Broad range flavonoid profiling by LC/MS of soybean genotypes contrasting for resistance to Anticarsia gemmatalis (Lepidoptera: Noctuidae).

Attack by herbivores is a major biotic stress limiting the soybean crop production. Plant defenses against caterpillars include the production of secondary metabolites such as flavonoids, which constitute a diverse group of plant secondary metabolites. Thus, a more discriminate metabolic profiling between genotypes are important for a more comprehensive and reliable characterization of soybean resistance. Therefore, in this study a non-targeted LC/MS-based for analysis of flavonoid profiles of soybean genotypes contrasting to the resistance to A. gemmatalis was applied. Clustering analysis revealed profiles highly distinct between the susceptible UFV 105 AP and the resistant IAC 17 genotypes.
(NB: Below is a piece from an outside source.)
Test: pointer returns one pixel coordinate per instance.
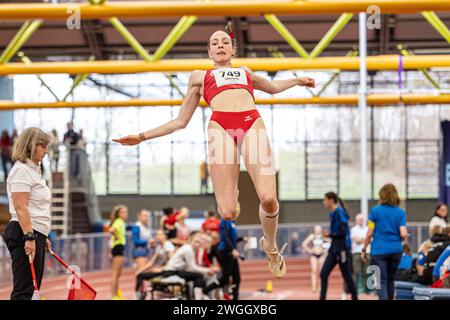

This comparative approach enables to identify directly from leaf extract some new compounds related to resistance, some of which were present in higher abundance specifically in the IAC 17 genotype: four Quercetin conjugates, Rutin (Quercetin 3-O-Rutinoside), Quercetin-3,7-O- di-glucoside, Quercetin-3-O-rhamnosylglycoside-7-O-glucoside and Quercetin-3-O-rhamnopyranosyl-glucopyranoside-rhamnopyranoside; two Genistein conjugates, Genistein-7-O-diglucoside-dimalonylated and Genistein-7-O-6-O-malonylglucoside; and one Daidzein conjugate, Daidzein-7-O-Glucoside-malonate. The most abundant flavonoid glycoconjugates in soybean leaves belongs to Quercetin and Kaempferol classes. However, only one from the identified compounds was classified as a Kaempferol. The Kaempferol-3-O-L-rhamnopyranosyl-glucopyranoside showed high abundance in the resistant genotype IAC 17. The metabolic profiles generated by LC/MS allowed the reconstruction of the flavonoid biosynthetic pathways, which revealed a constitutive character for herbivory resistance in the resistant genotype IAC-17 and a metabolic regulation for the rechanneling of Quercetin, Kaempferol and Genistein conjugates in soybean. Highest relative abundances were detected for glyconjugates, such as Rutin, Quercetin 3-O-rhamnosylglycoside-7-O-glucoside and Quercitin-3-O-rhamnopyranosyl-glucopyranoside-rhamnopyranoside in the leaves of the resistant genotype.